Not sure what all the fuss about this is about.
Developers eager to purchase the high-profile U.S. Postal Service site downtown – envisioned in recent years as a park, outdoor amphitheater or a development with housing and entertainment venues – are competing for the property with the city of Houston, which is considering putting its new justice complex there.
Some private interests have sought to dissuade city officials from seeking the 16-acre property, at Bagby and Franklin just east of Interstate 45, which went on the market last fall.
Councilwoman Brenda Stardig said she learned the city had bid on the site from developers, and has spoken with Brad Freels of Midway Development about his concerns with the city’s involvement. Freels could not be reached for comment.
Stardig said she is sympathetic, noting the redeveloped site could be a “jewel” for the city, not to mention a boon for city coffers.
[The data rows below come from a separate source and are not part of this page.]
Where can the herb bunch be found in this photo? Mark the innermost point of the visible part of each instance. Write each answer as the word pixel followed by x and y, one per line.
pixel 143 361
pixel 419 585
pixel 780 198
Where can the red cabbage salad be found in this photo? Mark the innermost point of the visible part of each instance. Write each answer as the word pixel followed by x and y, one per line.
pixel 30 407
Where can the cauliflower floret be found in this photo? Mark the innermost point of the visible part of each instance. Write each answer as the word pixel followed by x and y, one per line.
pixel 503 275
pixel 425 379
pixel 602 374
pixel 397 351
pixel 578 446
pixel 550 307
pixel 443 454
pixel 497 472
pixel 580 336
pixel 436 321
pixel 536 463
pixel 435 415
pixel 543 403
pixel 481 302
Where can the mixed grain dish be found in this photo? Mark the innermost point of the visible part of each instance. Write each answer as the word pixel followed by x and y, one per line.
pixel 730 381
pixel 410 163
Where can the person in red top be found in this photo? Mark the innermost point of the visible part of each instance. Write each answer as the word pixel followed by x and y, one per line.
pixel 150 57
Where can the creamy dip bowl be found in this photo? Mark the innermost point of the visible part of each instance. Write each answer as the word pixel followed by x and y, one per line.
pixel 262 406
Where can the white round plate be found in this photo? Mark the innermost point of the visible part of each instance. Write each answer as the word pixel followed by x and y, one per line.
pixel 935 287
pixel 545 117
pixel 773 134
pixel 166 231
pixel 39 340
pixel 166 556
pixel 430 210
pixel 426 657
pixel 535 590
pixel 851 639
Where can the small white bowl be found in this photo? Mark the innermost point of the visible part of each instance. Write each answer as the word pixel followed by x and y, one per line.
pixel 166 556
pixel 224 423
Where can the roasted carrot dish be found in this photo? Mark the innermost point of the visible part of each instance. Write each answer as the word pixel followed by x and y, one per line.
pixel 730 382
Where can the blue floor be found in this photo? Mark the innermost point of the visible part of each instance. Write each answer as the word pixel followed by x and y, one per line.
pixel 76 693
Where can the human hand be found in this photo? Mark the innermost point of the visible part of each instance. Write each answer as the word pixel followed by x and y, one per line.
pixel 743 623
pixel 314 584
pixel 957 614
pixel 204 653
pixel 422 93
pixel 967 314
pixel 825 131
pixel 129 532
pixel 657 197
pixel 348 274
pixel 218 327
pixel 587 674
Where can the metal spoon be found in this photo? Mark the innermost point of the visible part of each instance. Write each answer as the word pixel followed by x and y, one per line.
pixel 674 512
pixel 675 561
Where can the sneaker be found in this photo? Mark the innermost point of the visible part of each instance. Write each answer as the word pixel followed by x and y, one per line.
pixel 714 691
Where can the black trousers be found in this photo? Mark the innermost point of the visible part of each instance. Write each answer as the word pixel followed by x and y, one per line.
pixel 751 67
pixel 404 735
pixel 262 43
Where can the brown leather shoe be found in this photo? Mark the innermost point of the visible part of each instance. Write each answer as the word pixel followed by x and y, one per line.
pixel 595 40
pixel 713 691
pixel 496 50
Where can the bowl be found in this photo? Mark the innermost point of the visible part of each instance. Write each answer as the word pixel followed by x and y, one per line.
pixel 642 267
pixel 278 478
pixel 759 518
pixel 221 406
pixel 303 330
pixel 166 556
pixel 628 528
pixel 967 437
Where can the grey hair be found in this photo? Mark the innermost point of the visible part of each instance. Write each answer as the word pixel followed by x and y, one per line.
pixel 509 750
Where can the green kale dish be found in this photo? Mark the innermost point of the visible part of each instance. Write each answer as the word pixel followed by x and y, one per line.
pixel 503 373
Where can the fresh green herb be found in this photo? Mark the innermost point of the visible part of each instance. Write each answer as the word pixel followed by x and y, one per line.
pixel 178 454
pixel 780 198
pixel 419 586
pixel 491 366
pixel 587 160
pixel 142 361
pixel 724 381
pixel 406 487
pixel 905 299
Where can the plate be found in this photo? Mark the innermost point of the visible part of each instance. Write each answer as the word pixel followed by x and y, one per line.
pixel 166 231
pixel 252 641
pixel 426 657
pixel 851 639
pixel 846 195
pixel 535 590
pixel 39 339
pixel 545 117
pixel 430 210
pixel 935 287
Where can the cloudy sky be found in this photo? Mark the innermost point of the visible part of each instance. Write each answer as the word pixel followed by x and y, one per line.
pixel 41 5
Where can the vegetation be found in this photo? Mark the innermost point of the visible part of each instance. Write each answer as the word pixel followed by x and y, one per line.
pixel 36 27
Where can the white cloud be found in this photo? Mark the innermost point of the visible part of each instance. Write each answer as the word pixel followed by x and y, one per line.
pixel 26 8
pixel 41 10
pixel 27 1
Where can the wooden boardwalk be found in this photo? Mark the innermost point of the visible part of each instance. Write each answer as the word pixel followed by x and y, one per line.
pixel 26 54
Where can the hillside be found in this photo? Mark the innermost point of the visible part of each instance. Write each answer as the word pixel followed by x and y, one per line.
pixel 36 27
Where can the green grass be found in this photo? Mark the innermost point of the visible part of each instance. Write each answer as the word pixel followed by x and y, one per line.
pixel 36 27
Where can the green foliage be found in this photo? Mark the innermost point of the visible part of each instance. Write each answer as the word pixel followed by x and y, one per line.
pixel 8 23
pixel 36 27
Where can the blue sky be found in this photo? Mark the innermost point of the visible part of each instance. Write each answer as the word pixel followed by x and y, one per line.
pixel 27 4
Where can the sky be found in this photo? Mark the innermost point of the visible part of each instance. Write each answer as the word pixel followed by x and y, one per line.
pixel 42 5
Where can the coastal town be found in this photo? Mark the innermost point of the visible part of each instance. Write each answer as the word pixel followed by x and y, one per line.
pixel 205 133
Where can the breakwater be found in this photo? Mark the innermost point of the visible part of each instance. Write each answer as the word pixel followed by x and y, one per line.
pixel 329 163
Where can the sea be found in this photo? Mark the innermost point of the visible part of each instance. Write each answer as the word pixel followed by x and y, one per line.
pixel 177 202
“Unless there’s a real need, I’m not very supportive of having the city competing with private developers on prime real estate in the city, from a cost factor and for many other reasons,” she said.
The city’s interest, said some City Council members and city officials, is driven by a desire to start fresh on the post office site rather than rebuilding at the current cops-and-courts complex at 61 Riesner, where construction crews would have to work around existing facilities. Other officials said the site could have uses other than for the justice complex.
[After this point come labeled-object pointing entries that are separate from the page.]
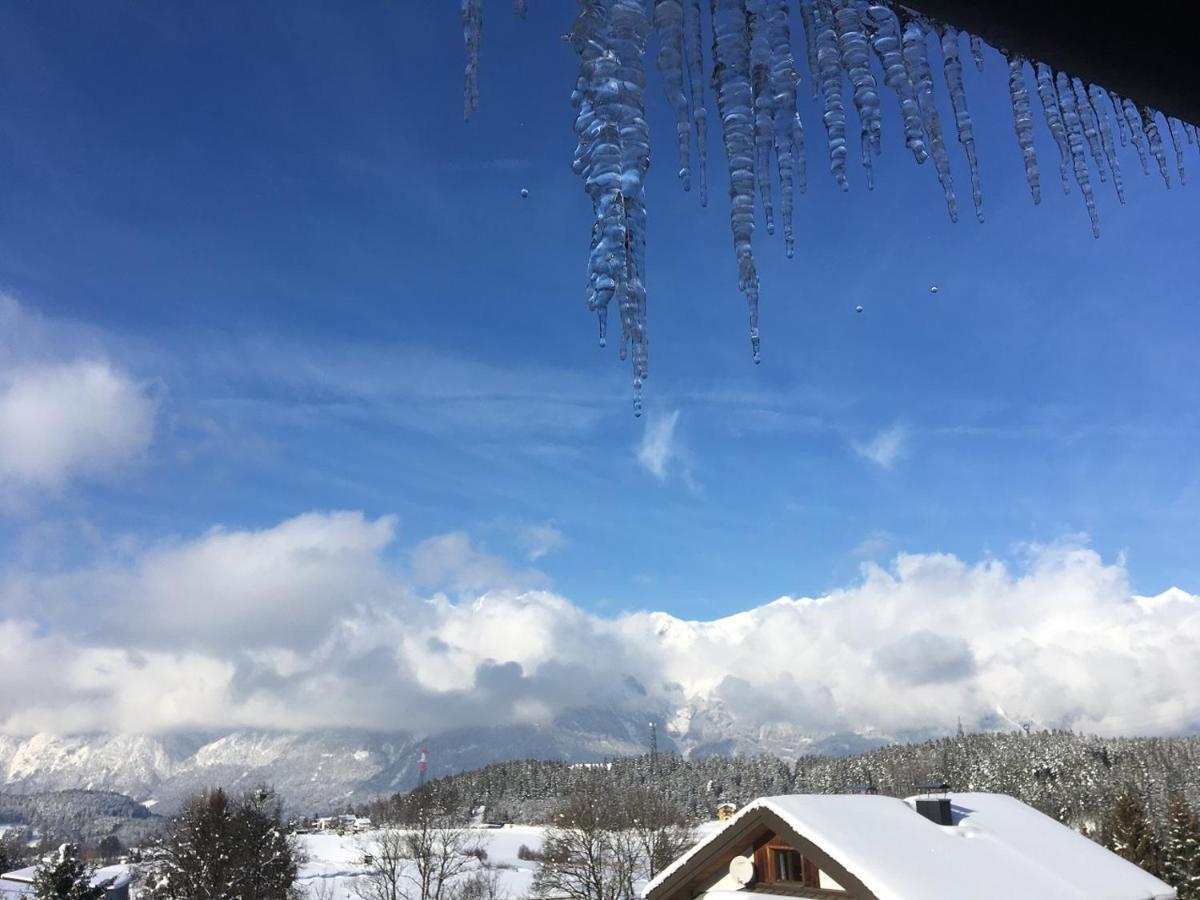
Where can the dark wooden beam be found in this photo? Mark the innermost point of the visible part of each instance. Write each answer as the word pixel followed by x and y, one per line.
pixel 1145 52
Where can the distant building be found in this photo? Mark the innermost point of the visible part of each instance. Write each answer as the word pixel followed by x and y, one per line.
pixel 964 846
pixel 19 885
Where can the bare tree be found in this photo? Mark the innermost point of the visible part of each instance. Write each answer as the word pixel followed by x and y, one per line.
pixel 588 852
pixel 423 855
pixel 660 828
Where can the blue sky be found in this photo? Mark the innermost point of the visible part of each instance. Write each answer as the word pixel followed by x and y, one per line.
pixel 273 220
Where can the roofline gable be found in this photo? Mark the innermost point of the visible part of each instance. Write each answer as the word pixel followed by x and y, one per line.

Councilman Jerry Davis said he was told the city could recoup the purchase price of the 16-acre post office site by selling the 18-acre tract on Riesner, which is just west of the post office site.
Any developers stirring dissent about the city’s involvement likely are doing so out of self-interest, Davis said.
“We’re certainly not going to pay more than what it’s worth,” he said. “I do have full faith in our development department – even though I don’t like some things they do – as far as getting an estimated value from outside appraisers.”
The Riesner site is home to five aging facilities, including Houston’s central jail and the main municipal courthouse. A study concluded the buildings need $55 million in repairs.
Police headquarters at 1200 Travis also needs work and is too small, officials have said; it would be sold and consolidated into the new complex. The new facility would not house a jail, thanks to voters’ approval last fall of a joint city-county inmate processing center.
I have no problem with the city bidding a fair market price for this property. They have a purpose in mind for it, and they can recoup much if not all of the purchase price by selling off the properties that would be vacated if they bought and renovated this site. Sure, it would be nice to have some kind of mixed-use development there, and if Metro ever does build an Inner Katy light rail line, this location would be just about perfect to tie it into the existing Harrisburg and Southeast lines, but there’s no guarantee of either of these things happening. If the city’s perfectly legitimate interest in this parcel – and let’s be clear, it may never get past the “interest” stage – forces developers to make more competitive bids, then that’s fine by me. If a private investor winds up buying this property, I feel pretty confident they’ll be able to get a nice return on it.